The short version of my review of Rittz’s “White Jesus” album is you should immediately download it and remember this album at the end of the year when you’re putting together your top albums of 2011. The production is dope and incredibly creative and Rittz can rhyme circles around most pedestrian rappers. If you're impatient or bored with full album reviews, just go download the album over at DJBooth.
The first time I heard Rittz was his cameo on Yelawolf’s “Box Chevy” last November and then January rolled around and I got my hands on Rittz’s single “High Five” and I was hooked on his wild style - warp speed rhyming and comical wordplay. The production from DJ Burn One stood out too so to see both of them collaborating on a full street album had me ready for a whole damn bag of dope and they do not disappoint. “White Jesus” kicks off with a dramatic blend of the death march and thunder crackling in the background while some girl rambles something in a foreign language. I even spun that shit backwards to see if it was like those old Black Sabbath albums that had some warped message, but nope…sounded even more like gibberish. If you can be patient for literally one minute you’ll hear the rattle of Rittz slide in as his rhyme rides the beat at hi hats tempo. I am interested to hear who said he “disrespected the art form” because Rittz is elevating the rhyme game with every song he drops. When I heard the speed of the hi hats running on “Crazy” I was picturing QuestLove sweatin’ like a mu’fucka behind a drum kit while Rittz wears his stamina down with his warp speed lyrical assault. When you listen to the song pay attention to the hi hats and you’ll get the visual of a drummer’s arms just wearing out.

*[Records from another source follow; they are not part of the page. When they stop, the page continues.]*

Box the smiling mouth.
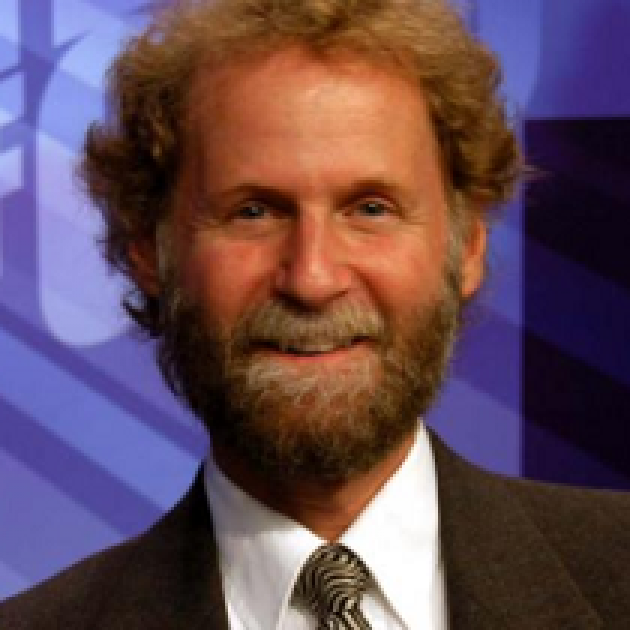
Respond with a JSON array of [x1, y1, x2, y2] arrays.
[[254, 337, 370, 357]]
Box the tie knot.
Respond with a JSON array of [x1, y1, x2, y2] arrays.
[[293, 543, 373, 620]]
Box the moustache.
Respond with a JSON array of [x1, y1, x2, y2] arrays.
[[232, 300, 389, 354]]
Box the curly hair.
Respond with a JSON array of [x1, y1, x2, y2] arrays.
[[80, 0, 523, 336]]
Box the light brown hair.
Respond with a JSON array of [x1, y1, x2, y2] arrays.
[[80, 0, 522, 335]]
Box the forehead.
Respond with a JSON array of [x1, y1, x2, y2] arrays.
[[185, 46, 431, 140], [179, 46, 446, 200]]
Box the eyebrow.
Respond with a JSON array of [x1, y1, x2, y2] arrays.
[[211, 178, 412, 208], [211, 184, 296, 209], [339, 178, 412, 206]]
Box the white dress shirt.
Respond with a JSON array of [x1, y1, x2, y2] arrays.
[[204, 422, 448, 629]]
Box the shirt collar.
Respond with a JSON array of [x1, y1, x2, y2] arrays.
[[204, 451, 321, 630], [204, 422, 439, 629], [340, 422, 440, 628]]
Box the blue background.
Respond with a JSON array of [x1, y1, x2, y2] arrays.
[[1, 0, 629, 598]]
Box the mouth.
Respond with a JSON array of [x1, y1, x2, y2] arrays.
[[253, 337, 371, 359]]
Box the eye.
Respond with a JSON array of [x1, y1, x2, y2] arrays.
[[224, 199, 286, 238], [356, 199, 391, 218], [236, 202, 269, 220]]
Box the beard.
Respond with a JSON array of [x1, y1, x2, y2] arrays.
[[157, 258, 462, 483]]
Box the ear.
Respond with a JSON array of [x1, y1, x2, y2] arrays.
[[460, 216, 487, 299], [128, 239, 161, 297]]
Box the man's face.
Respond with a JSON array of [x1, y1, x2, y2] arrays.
[[157, 48, 485, 481]]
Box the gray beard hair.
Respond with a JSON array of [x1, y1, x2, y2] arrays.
[[157, 254, 462, 483]]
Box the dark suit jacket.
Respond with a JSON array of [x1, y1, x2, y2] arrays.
[[1, 432, 629, 629]]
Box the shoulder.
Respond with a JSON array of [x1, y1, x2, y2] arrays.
[[0, 536, 141, 630], [499, 473, 630, 619], [429, 429, 630, 623], [506, 474, 630, 566], [508, 473, 630, 525], [430, 427, 630, 543], [0, 468, 221, 629]]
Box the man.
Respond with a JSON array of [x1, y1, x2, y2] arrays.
[[1, 0, 629, 628]]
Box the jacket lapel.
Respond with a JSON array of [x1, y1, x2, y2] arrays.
[[429, 431, 601, 629]]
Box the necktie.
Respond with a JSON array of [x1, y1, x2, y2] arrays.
[[292, 543, 373, 629]]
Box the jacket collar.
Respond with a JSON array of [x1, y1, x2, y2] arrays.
[[429, 430, 602, 629]]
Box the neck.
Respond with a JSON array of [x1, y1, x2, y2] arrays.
[[211, 432, 416, 541]]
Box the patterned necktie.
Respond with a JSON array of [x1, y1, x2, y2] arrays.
[[292, 543, 373, 629]]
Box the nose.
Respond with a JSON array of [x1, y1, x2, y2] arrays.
[[273, 210, 352, 308]]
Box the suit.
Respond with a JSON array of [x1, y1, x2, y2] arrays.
[[1, 431, 629, 629]]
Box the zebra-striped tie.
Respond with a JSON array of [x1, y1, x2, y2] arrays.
[[292, 543, 373, 629]]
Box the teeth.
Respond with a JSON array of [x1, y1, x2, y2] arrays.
[[287, 343, 338, 353], [264, 339, 361, 354]]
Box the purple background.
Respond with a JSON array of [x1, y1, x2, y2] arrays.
[[1, 0, 629, 599]]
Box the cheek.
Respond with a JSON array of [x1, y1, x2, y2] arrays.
[[180, 239, 274, 329], [355, 229, 449, 319]]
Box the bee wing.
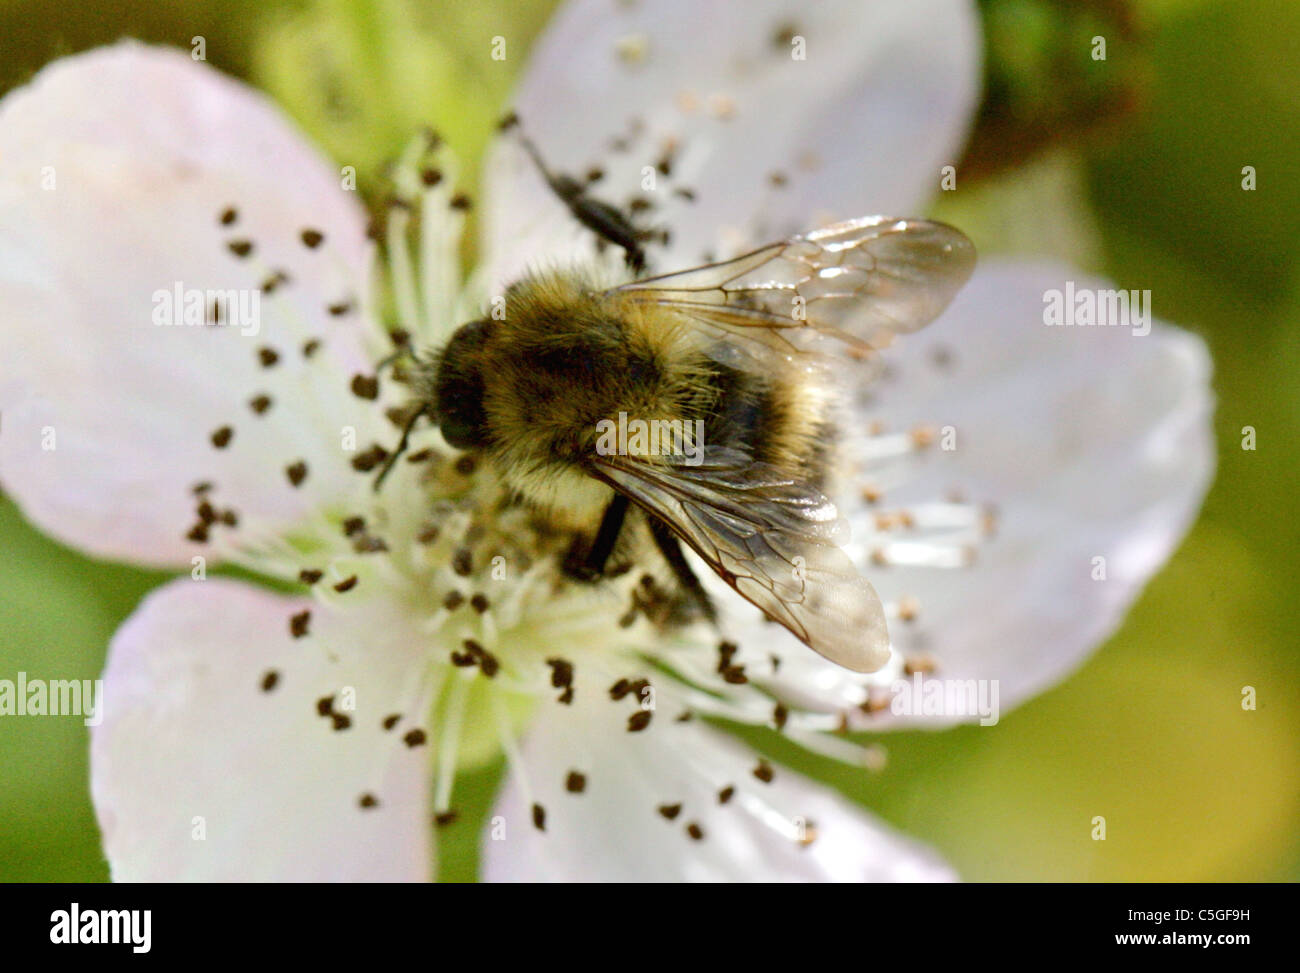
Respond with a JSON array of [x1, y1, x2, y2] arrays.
[[592, 447, 889, 673], [608, 216, 975, 367]]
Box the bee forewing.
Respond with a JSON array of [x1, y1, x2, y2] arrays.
[[741, 540, 890, 673], [610, 215, 976, 362], [801, 216, 977, 339]]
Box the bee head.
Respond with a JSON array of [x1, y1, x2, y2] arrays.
[[431, 319, 493, 450]]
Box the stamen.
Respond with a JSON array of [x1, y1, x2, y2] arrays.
[[433, 672, 468, 815], [492, 693, 540, 831]]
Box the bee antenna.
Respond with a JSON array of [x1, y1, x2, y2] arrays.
[[498, 117, 572, 196], [373, 404, 431, 493], [517, 134, 555, 183]]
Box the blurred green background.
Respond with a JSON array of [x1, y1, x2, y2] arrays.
[[0, 0, 1296, 882]]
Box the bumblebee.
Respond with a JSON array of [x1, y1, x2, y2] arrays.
[[379, 206, 975, 673]]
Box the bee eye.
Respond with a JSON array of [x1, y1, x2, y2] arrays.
[[439, 395, 486, 450], [434, 320, 492, 450]]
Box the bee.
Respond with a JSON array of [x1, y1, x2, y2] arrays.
[[378, 185, 975, 672]]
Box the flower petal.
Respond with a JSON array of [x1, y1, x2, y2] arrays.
[[483, 0, 980, 286], [91, 577, 433, 881], [481, 690, 955, 881], [732, 260, 1215, 724], [0, 42, 383, 567]]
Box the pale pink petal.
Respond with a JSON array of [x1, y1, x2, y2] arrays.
[[481, 689, 955, 882], [0, 42, 383, 567], [91, 577, 433, 881]]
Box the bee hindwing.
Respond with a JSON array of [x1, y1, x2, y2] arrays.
[[593, 447, 889, 673]]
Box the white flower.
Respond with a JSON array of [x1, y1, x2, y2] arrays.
[[0, 0, 1213, 882]]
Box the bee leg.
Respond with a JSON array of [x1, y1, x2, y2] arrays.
[[372, 405, 429, 492], [563, 494, 630, 581], [646, 517, 717, 623]]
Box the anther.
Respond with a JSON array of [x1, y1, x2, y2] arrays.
[[773, 703, 789, 730], [353, 534, 389, 554], [721, 665, 747, 685], [350, 444, 389, 472], [547, 658, 574, 690], [903, 655, 937, 676], [451, 548, 473, 576], [897, 595, 920, 622], [350, 374, 380, 400]]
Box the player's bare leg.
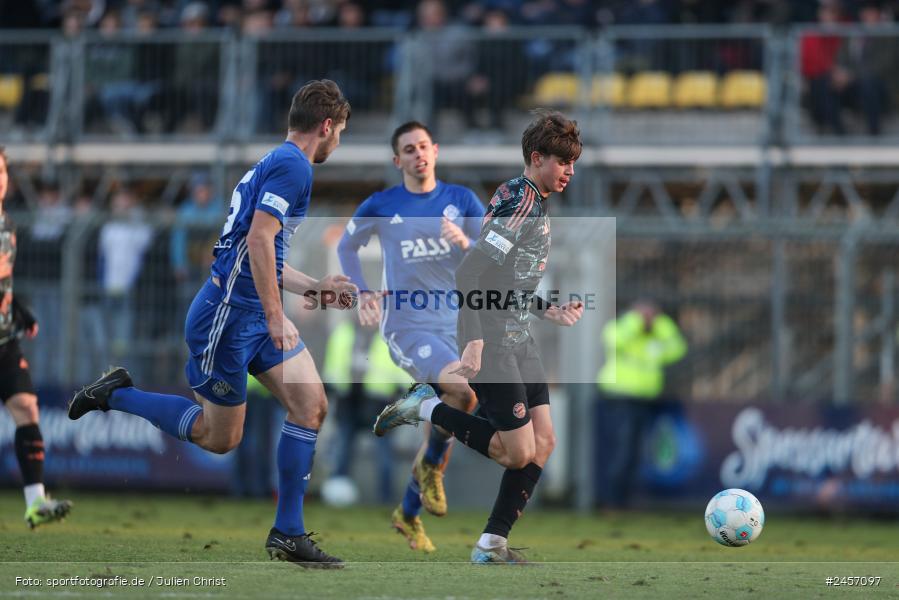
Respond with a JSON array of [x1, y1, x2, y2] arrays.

If you haven’t heard “High Five” yet you are late or lazy or literally ignorant. “High Five” went into rotation at Swurv Radio immediately the day I heard it. “High Five” has every element of a successful hit. The production is bangin’ and fits great for the clubs, the trunk of your whip, and radio at any level and hopefully any market. The only fallback to Rittz’s incredible rhyme patterns is you will probably miss more than half of his comical punch lines the first few times you listen. If Wii came out with game for rapping and a way to clock the speed of your lips moving with song lyrics, the majority of people would fail miserably. The only break you get is when he pauses with his Diddy rip of “Hello……Good morning”.
“Fulla Sh*t” is comical as hell and features another name buzzing heavy with Big K.R.I.T. appearing alongside Shady Records’ Yelawolf who has a big buzz of his own after recently appearing on the cover of XXL. “Blowin My Mind” is one of my favorites from the album. It has a real laid back vibe with DJ Burn One once again producing a dope track. For some reason the lyrics “Lookin like a white Dolemite” had me laughing like crazy and spinning it back trying to imagine Dolemite as a white dude getting’ his pimp game on. Don’t let the hazy flavor of the song make you miss the hilarious word play.
“Nowhere to Run” has the odd blend of an Al Green vibe with the Rhodes bleeding over the guitar loop running throughout the song. DJ Burn One deserves a lot of credit for being such a creative producer and constructing such a funky soundscape for Rittz to lace. Lyrically, “Nowhere to Run” is the most serious piece of writing on the album. Even though the credits say the entire album was recorded and mixed/mastered at the same studio with the same engineer, “Rattle Back” sticks out with an airy sound on the beat and the verses. If I had a complaint about the album it would be the mixdown of “Rattle Back” only because it doesn’t seem to fit with the rest of the album; enough so that my entire focus shifted to the mix of the song more than any other element.
“Sleep at Night” is cool, but not a highlight. It could just be that my brain is running into fatigue from trying to keep up with the lyrical acrobatics Rittz keeps running. “Sextacy” slows down enough to allow you to catch your breath and really grasp the depth of Rittz’s storytelling skills. I was diggin’ the story until they start peeing on each other. I don’t get that R Kelly shit and damn sure ain’t trying to have no woman pee on me. The voicemail recording at the end of the song is hilarious as hell though! “Dixxxie Cup” has a sort of Outkast vibe so it stands out as a unique track and of course, again, is funny as hell with Rittz’s storytelling that is essentially centered around a “suck your dick song” as Rittz tells it. “No Friends” is a song a lot of people can identify with, especially anyone in the music industry that starts getting some buzz and a little loot coming in. The problem is the song is more than 5 minutes long which could have been trimmed with chopping out Shawty Fatt’s verse. Maybe they’re friends though. “Pie” is even longer, but as the final track of the album it’s a great closure song.